Die Klägerin wurde bei dem beklagten Land als Musiklehrerin eingestellt. Hierbei wurde gem. § 16 Abs. 2 Satz 4 TV-L eine einschlägige Vorbeschäftigung als förderliche Zeit anerkannt, so dass die Klägerin in die EG 9 Stufe 4 TV-L zugeordnet wurde. Zuletzt erhielt sie eine Vergütung nach der EG 10 Stufe 5 TV-L. Nachdem der Rechnungshof eine ausreichende Dokumentation der Förderlichkeit moniert und darauf hingewiesen hatte, dass die Klägerin keine höhere Vergütung verlangt hatte, korrigierte das Land seine Einstufung.

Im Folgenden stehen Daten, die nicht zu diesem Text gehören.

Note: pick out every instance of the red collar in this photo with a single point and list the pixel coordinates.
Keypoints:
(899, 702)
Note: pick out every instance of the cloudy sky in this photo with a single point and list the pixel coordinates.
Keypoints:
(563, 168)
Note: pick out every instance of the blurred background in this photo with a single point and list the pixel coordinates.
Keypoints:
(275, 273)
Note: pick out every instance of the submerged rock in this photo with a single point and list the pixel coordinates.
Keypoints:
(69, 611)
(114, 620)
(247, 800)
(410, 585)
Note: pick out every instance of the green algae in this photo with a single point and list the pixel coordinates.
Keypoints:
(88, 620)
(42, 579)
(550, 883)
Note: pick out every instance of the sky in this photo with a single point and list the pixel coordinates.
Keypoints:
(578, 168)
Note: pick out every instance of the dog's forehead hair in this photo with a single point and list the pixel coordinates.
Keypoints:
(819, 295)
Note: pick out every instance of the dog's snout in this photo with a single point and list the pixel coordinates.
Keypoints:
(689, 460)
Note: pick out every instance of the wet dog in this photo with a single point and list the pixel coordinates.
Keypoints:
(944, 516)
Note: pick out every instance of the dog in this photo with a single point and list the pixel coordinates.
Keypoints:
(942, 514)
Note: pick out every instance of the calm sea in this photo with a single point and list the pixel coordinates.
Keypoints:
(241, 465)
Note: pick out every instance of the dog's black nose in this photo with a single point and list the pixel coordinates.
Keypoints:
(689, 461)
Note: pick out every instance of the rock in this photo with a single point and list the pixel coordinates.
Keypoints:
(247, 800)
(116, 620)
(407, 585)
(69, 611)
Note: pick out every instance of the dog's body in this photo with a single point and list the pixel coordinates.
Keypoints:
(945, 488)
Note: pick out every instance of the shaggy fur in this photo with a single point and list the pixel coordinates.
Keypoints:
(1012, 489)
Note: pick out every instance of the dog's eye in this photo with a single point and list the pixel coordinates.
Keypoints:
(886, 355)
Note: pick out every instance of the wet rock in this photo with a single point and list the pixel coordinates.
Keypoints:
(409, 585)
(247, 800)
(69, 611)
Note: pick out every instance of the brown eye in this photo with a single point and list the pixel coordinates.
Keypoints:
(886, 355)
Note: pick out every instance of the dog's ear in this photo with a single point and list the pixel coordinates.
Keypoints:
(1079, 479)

Unstreitig war, dass die Vordienstzeiten förderlich waren und dass die Klägerin aktiv keine höhere Vergütung verlangt hatte. Allerdings war unklar, ob ihre Einstellung tatsächlich zur Deckung eines Personalbedarfs gem. § 16 Abs. 2 Satz 4 TV-L erfolgte. Insbesondere konnte die Bewerbungssituation bei der Einstellung der Klägerin nicht mehr im Einzelnen nachvollzogen werden. Das beklagte Land verneinte dies allerdings; denn die Anerkennung förderlicher Zeiten sei denkbar z. B. in Mangelberufen oder wenn der bestqualifizierte oder unter Umständen einzige Bewerber nicht bereit sei, ohne Anerkennung förderlicher Zeiten einen Arbeitsvertrag zu unterschreiben. Allerdings räumte der Vertreter des Fachreferats räumte ein, dass es in Musik, noch dazu bei einer so geringen Stundenzahl sehr schwierig sei, Bewerber zu finden.

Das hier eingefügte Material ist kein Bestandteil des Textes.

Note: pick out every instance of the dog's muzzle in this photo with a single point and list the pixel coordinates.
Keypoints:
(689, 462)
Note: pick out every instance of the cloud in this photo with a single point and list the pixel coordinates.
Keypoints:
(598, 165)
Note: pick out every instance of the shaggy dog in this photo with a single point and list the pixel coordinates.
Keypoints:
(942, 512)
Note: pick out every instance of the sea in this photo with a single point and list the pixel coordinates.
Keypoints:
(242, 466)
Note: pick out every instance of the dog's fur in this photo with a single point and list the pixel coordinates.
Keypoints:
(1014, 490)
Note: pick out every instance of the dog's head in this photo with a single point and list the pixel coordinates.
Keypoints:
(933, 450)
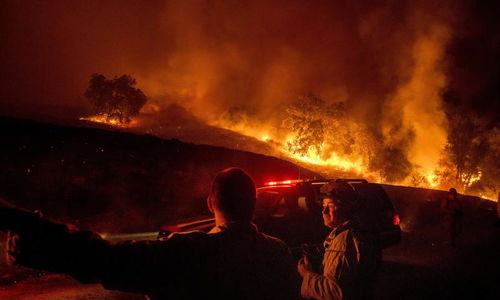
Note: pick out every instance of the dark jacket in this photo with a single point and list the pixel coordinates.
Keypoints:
(234, 262)
(349, 267)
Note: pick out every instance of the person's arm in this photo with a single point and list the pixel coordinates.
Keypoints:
(132, 266)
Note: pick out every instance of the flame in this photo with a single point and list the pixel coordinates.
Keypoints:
(112, 121)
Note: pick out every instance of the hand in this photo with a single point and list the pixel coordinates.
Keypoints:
(304, 266)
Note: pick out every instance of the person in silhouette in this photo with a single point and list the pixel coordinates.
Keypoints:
(232, 261)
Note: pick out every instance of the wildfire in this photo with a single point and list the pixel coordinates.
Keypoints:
(108, 120)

Die Klägerin, die der Ansicht war, dass auf Grundlage dieses Sachverhalts eine korrigierende Rückstufung nicht möglich sei, erhob Klage.

Die Entscheidung

Die Klage hatte Erfolg.

Das BAG führte aus, dass dem Land zwar zuzuerkennen sei, dass eine korrigierende Rückstufung grundsätzlich möglich sei, wenn der Arbeitgeber sich bei der Anwendung der Tatbestandsvoraussetzungen einer Tarifnorm – hier des § 16 Abs. 2 Satz 4 TV-L – geirrt habe, nicht jedoch, wenn er im Nachhinein zu der Auffassung gelangt, sein Ermessen nicht richtig ausgeübt zu haben. Seiner diesbezüglichen Darlegungs- und Beweislast sei das beklagte Land vorliegend aber nicht nachgekommen, da es nicht ausreichend dargelegt hatte, dass arbeitsmarktbedingte oder örtliche Personalgewinnungsschwierigkeiten zum Zeitpunkt der Einstellung der Klägerin nicht vorlagen. Weiter führte das BAG aus, dass ein Arbeitnehmer/Bewerber die Anerkennung förderlicher Zeiten weder selbst verlangen müsse noch überhaupt wissen müsse, dass er einer höheren Stufe zugeordnet wurde; denn § 16 Abs. 2 Satz 4 TV-L verlange nicht, dass Bewerber zunächst die übliche tarifliche Vergütung ablehnen und eine höhere Einstufung verlangen, so dass die höhere Vergütung gemäß der tariflichen Norm auch ohne Kenntnis der Klägerin nach dem objektiven Empfängerhorizont konkludent vereinbart worden sei und deshalb einer korrigierenden Rückgruppierung nicht offen stehe.

Anmerkung:

Die Entscheidung ist entsprechend auch auf die wortlautgleichen Regelungen in § 16 Abs. 2 Satz 3 TVöD-Bund / VKA übertragbar.